第4話 玲子、聞き込む(その二)

「では、最後に形式的なアリバイ調べと行こう。ま、全員なさそうな予感はするが一応な。死亡推定時刻は当夜の二十三~翌一時といったところ。さて皆さん、何をしていたかい」


 まず硝子。

「二十三時ごろは、店の仕事を片付けてたわ。一時頃にはもう寝ていた。証明できる人はいない」


 次に柚雨。

「もう寝てた。証明? 一時頃には母さんも、もう寝てただろうしなあ」


 続いて知彁。

「わたしも寝てました。両親はその日なかなか帰ってこなかったので、証明はちょっと――」


 さらに杜樅。

「二十三時ごろは読書で、一時にはもう就寝。家族以外の証言はないことになる」


 最後に馴子。

「わたしも、ね――寝て、たよ。証明とか、できないけど、本当」


「やれやれ、予想通り、誰にもアリバイがない。まあ、あったところでアリバイトリックが使われた蓋然性プロバビリティは否定できないんだが」

「現実にトリックなんて、使う人がいるんですか?」

「知り合いに嘘の証言をさせるだけでもアリバイトリックだから、現実でも使ったやつはいると思うよ。密室トリックより、実用性は高いだろうしな」


 わたしの疑問に、玲子はあっさりと応じた。

 玲子はわたしに目も向けず、硝子に向けて語りだす。


「ところで、これは事件とは関係ないんだが、硝子さんは、チェコに思い入れでもあるのかい。店名はカフカの『城』のパロディだろうし、BGMはスメタナ、商品名がプラハの天文時計とはね」

「――よく判ったわね。って言うと悪役みたいだけど――」

「林くんは理解していないようだが、大抵は判るよ」


 何故さりげなく、わたしを馬鹿にするんだ?

 理解を示された硝子は、嬉しそうだった。なかなか話の合う相手がいないのかもしれない。マイナーな趣味を持つ方が悪い。

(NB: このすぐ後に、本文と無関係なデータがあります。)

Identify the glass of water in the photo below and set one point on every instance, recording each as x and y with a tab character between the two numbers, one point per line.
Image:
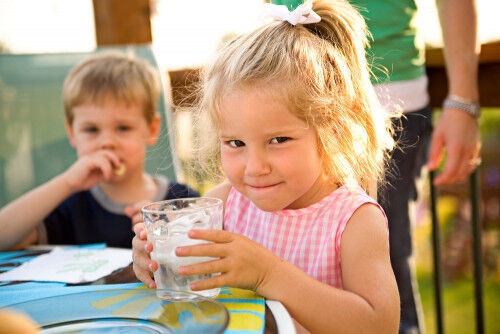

「まぁ大した話でもないんだけどね――この店で扱ってるのは、結構チェコからの輸入品が多いの。テグスは国産だけど、ビーズはチェコ製も割と混ざってるわ。それを示すためでもあるのよ」

「ビーズね。オルロイの素材も」

「ええ、もちろん。ボヘミアングラスと言えば、ヴェネチアのそれと並んで名高いわ。木灰を使った透明なクリスタルガラスの美しさと言ったらもう、ほかに並ぶものはないわ! 天文学者のケプラーとも仲が良かったという神聖ローマ皇帝ルドルフ二世によって、その名声はヴェネチアをしのいだとも言われるの! 十六世紀の話ね。あのヴェネチアをよ! チェコのビーズはその技術の末裔なの。チェコカットとか、ファイアポリッシュとか、出てこないビーズの本なんてない、いや、ないと言って良い、いやいや、載ってないならモグリの書いた本よ! 嗚呼ああ――あの美しさ、見ているだけで、ドヴォルザークの弦楽小夜曲セレナードが脳裡に浮かぶようだわ――」

「な――なるほど」

「店名にはカフカを持ってきたけど、カフカは本当はドイツ語作家なのよね。やっぱりチャペックの方が良いかなとも思ったんだけど、でも『城』もやっぱり名作だし――」

「は――はあ、素晴らしい見識で――」

「プラハの天文時計をあなた、見たことある? あれはまさしく伝説よ。あれが時間を知らせるのを見て聞いたとき、本当に雷にやられたような衝撃が――」

「う――うん、わたしも行ってみたいとは」


 珍しく玲子がたじたじになっていた。ざまあ見ろ。

 熱弁する店主の姪、馴子は少し恥ずかし気だった。わたしだって、知人がこんなに恍惚とした顔で熱く語っていたら、相当に気恥ずかしくなる。


 話がようやく終わってから、玲子は疲れた顔で「ありがとう、それではこれで」と別れを告げた。

 念のためにと、玲子はSNSのIDをばらまいた。みんなの前では言えないことを言いたければダイレクトにどうぞ、というわけだ。


 出口を開く直前、玲子は唐突に振り向く。


「さて、最後とは言ったがもう一つ。オルロイを手にした順番は判るかね。お得意さん二人は言わなくてもよろしい」

「なに、コロンボ気取りなの? えぇっと――まず杜樅が買ったわ。そのあと、典那と知彁が買い物に来て、典那はオルロイを買って、知彁は別のキーホルダーを買った。次に柚雨に教えて――知彁に教えたのは最後ね」

「参考になったよ。感謝する」


 今度こそ、玲子は出て行った。

 慌ててルーズリーフを鞄に突っ込んで、わたしも追いかけた。